How to Yield to Pedestrians

The pedestrian always has the right of way. Allow me to repeat that. The pedestrian always has the right of way.

I know I used some big words in there (well, one big word, twice), so allow me to help you out. The pedestrian is the person walking. Sometimes, the pedestrian is also the person in this scenario that is freezing, getting rained on, or is hot and miserable. The pedestrian is not the person sitting comfortably in in his climate-controlled big "I have a tiny penis" truck, honking and swearing at the person that had the nerve to use sidewalks for their intended purpose. That person is the asshole.

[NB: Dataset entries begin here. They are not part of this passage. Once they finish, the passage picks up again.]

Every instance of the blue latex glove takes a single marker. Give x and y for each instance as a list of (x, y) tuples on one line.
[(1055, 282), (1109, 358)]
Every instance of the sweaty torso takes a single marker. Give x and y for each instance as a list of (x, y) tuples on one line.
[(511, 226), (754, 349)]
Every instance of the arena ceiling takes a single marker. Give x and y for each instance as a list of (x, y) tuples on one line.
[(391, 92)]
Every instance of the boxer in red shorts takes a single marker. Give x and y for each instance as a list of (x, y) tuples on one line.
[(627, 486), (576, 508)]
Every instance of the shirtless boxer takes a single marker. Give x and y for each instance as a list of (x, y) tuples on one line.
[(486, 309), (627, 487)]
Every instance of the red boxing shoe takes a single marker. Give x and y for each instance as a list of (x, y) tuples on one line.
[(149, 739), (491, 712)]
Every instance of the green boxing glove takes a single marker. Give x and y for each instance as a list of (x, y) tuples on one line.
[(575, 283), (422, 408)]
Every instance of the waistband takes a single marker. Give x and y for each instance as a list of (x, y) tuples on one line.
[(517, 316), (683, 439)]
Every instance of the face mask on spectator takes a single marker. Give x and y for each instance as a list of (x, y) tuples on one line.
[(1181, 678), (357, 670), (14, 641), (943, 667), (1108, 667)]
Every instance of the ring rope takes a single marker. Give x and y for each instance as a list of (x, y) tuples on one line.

Now, when I say "always" has the right of way, I actually mean that. If I walk in front of your car when you have a green light, it doesn't matter. I still have the right of way. I get to go. You can't hit me. You have to stop. Now, I'm not an asshole, so I don't do that. However, when I am walking in a crosswalk, with a green walk signal, I still have the right of way, you jackass! You're not allowed to drive around me. You're not allowed to try to hit me. And you're not allowed to honk at me as if I'm too stupid to see the giant truck breaking all traffic laws in an effort to try to bully me out of the way. The person turning left is required to yield both to incoming traffic and to pedestrians. Allow me to review all of the reasons you are wrong in this scenario:

  1. I am a pedestrian.
  2. You are not a pedestrian.
  3. I have a green signal, allowing me to walk.
  4. I am in a crosswalk.
  5. You are turning left.
  6. All of those things mean that you do not have the right of way.
So, what makes you think it's OK to honk and scream? Is it the fact that you're an asshole? Or did you want a lecture on traffic laws delivered by a small blonde woman at the top of her lungs in the middle of a busy intersection? Because then, you're just holding up traffic, asshole.